Multimodal Information Fusion for Chart Understanding: A Survey of MLLMs -- Evolution, Limitations, and Cognitive Enhancement
- URL: http://arxiv.org/abs/2602.10138v1
- Date: Sun, 08 Feb 2026 12:59:50 GMT
- Title: Multimodal Information Fusion for Chart Understanding: A Survey of MLLMs -- Evolution, Limitations, and Cognitive Enhancement
- Authors: Zhihang Yi, Jian Zhao, Jiancheng Lv, Tao Wang,
- Abstract summary: Multimodal Large Language Models (MLLMs) are transforming chart information fusion.<n>This survey aims to equip researchers and practitioners with a structured understanding of how MLLMs are transforming chart information fusion.
- Score: 25.08967298618286
- License: http://arxiv.org/licenses/nonexclusive-distrib/1.0/
- Abstract: Chart understanding is a quintessential information fusion task, requiring the seamless integration of graphical and textual data to extract meaning. The advent of Multimodal Large Language Models (MLLMs) has revolutionized this domain, yet the landscape of MLLM-based chart analysis remains fragmented and lacks systematic organization.
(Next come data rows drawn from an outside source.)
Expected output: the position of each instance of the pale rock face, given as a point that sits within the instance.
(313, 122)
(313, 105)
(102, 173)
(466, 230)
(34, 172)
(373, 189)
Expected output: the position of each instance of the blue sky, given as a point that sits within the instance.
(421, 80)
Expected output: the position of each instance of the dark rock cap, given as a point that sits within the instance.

This survey provides a comprehensive roadmap of this nascent frontier by structuring the domain's core components. We begin by analyzing the fundamental challenges of fusing visual and linguistic information in charts. We then categorize downstream tasks and datasets, introducing a novel taxonomy of canonical and non-canonical benchmarks to highlight the field's expanding scope. Subsequently, we present a comprehensive evolution of methodologies, tracing the progression from classic deep learning techniques to state-of-the-art MLLM paradigms that leverage sophisticated fusion strategies. By critically examining the limitations of current models, particularly their perceptual and reasoning deficits, we identify promising future directions, including advanced alignment techniques and reinforcement learning for cognitive enhancement. This survey aims to equip researchers and practitioners with a structured understanding of how MLLMs are transforming chart information fusion and to catalyze progress toward more robust and reliable systems.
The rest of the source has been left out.